Cerebral malaria claims the lives of over 600,000 African children every year. To better understand the pathogenesis of this devastating disease, we compared the cellular dynamics in the cortical microvasculature between two infection models, Plasmodium berghei ANKA (PbA) infected CBA/CaJ mice, which develop experimental cerebral malaria (ECM), and P. yoelii 17XL (PyXL) infected mice, which succumb to malarial hyperparasitemia without neurological impairment. Using a combination of intravital imaging and flow cytometry, we show that significantly more CD8+ T cells, neutrophils, and macrophages are recruited to postcapillary venules during ECM compared to hyperparasitemia. ECM correlated with ICAM-1 upregulation on macrophages, while vascular endothelia upregulated ICAM-1 during ECM and hyperparasitemia. The arrest of large numbers of leukocytes in postcapillary and larger venules caused microrheological alterations that significantly restricted the venous blood flow.

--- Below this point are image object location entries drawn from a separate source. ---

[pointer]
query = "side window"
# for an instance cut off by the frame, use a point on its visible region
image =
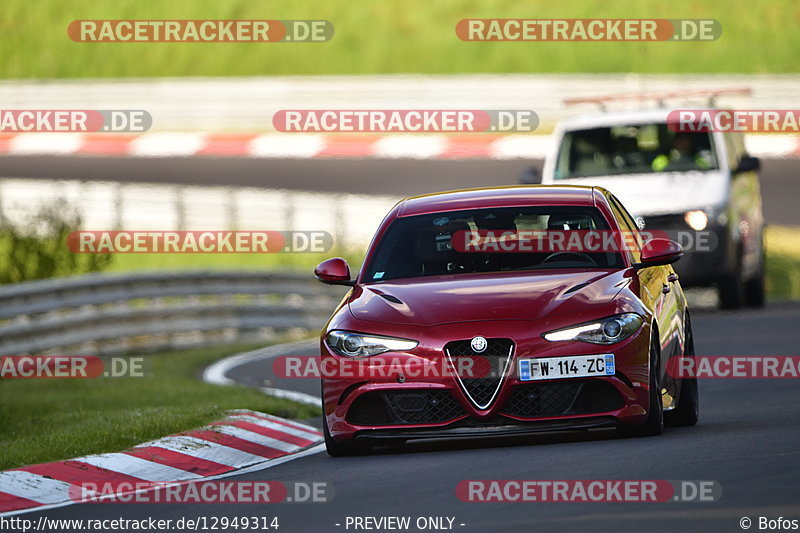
(628, 225)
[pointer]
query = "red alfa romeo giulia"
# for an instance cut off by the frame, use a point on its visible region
(502, 311)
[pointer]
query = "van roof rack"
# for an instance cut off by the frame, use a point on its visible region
(660, 98)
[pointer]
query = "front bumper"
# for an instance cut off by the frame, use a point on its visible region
(426, 405)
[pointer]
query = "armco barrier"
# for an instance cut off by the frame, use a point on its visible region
(98, 314)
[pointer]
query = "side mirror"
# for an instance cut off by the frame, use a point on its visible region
(657, 252)
(748, 164)
(334, 271)
(530, 176)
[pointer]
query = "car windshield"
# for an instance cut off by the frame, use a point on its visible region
(634, 149)
(428, 245)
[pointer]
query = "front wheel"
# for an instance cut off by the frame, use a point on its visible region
(754, 289)
(687, 412)
(731, 288)
(654, 425)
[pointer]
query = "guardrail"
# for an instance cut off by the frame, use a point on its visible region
(98, 314)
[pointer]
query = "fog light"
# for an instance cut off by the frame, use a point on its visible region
(697, 220)
(612, 329)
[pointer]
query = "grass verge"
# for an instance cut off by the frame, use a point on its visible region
(413, 36)
(54, 419)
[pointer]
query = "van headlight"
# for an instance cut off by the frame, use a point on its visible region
(349, 344)
(605, 331)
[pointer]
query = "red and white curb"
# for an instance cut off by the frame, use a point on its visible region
(246, 440)
(318, 146)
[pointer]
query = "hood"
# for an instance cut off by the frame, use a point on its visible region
(662, 193)
(478, 297)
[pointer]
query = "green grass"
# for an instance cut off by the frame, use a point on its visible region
(783, 263)
(410, 36)
(54, 419)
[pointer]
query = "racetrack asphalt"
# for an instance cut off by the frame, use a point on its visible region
(396, 177)
(747, 441)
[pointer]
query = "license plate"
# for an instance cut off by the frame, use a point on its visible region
(577, 366)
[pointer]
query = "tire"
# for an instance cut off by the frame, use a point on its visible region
(687, 412)
(654, 425)
(341, 449)
(754, 289)
(731, 289)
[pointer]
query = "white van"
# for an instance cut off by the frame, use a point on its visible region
(701, 187)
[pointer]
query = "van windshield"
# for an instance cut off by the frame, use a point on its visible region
(633, 149)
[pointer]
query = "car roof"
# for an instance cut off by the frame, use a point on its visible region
(621, 118)
(487, 197)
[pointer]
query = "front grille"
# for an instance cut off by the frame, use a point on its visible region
(381, 408)
(535, 400)
(488, 369)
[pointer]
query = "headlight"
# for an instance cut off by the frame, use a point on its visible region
(697, 220)
(349, 344)
(606, 331)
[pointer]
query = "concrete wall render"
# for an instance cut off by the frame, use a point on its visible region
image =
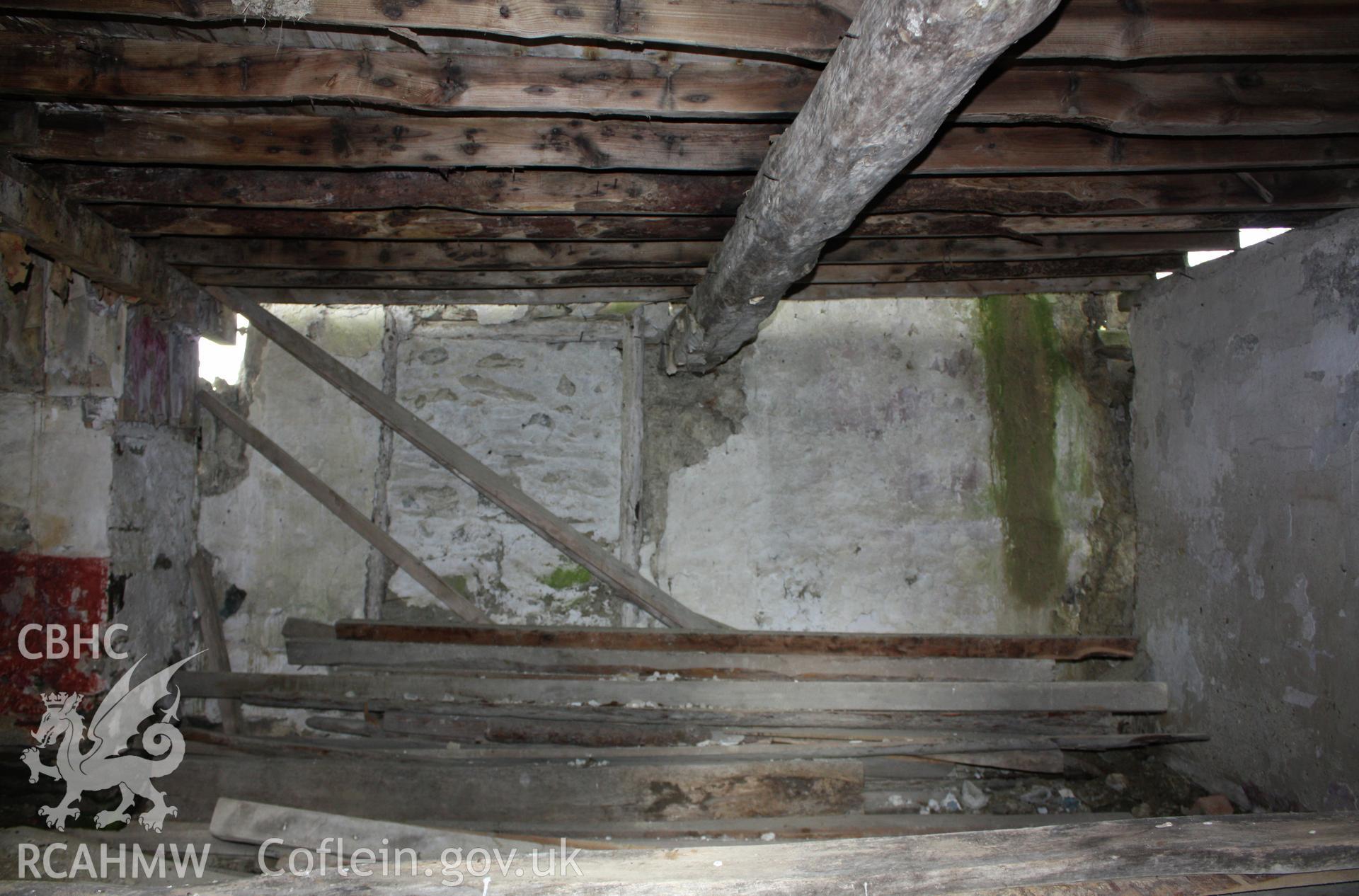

Treatment with FTY720, which inhibits vascular leakage, neurological signs, and death from ECM, prevented the recruitment of a subpopulation of CD45hi CD8+ T cells, ICAM-1+ macrophages, and neutrophils to postcapillary venules. FTY720 had no effect on the ECM-associated expression of the pattern recognition receptor CD14 in postcapillary venules suggesting that endothelial activation is insufficient to cause vascular pathology. Expression of the endothelial tight junction proteins claudin-5, occludin, and ZO-1 in the cerebral cortex and cerebellum of PbA-infected mice with ECM was unaltered compared to FTY720-treated PbA-infected mice or PyXL-infected mice with hyperparasitemia. Thus, blood brain barrier opening does not involve endothelial injury and is likely reversible, consistent with the rapid recovery of many patients with CM. We conclude that the ECM-associated recruitment of large numbers of activated leukocytes, in particular CD8+ T cells and ICAM+ macrophages, causes a severe restriction in the venous blood efflux from the brain, which exacerbates the vasogenic edema and increases the intracranial pressure. Thus, death from ECM could potentially occur as a consequence of intracranial hypertension.

Highlights

  • Plasmodium falciparum is responsible for an estimated 600,000 deaths annually, principally in children under the age of five [1]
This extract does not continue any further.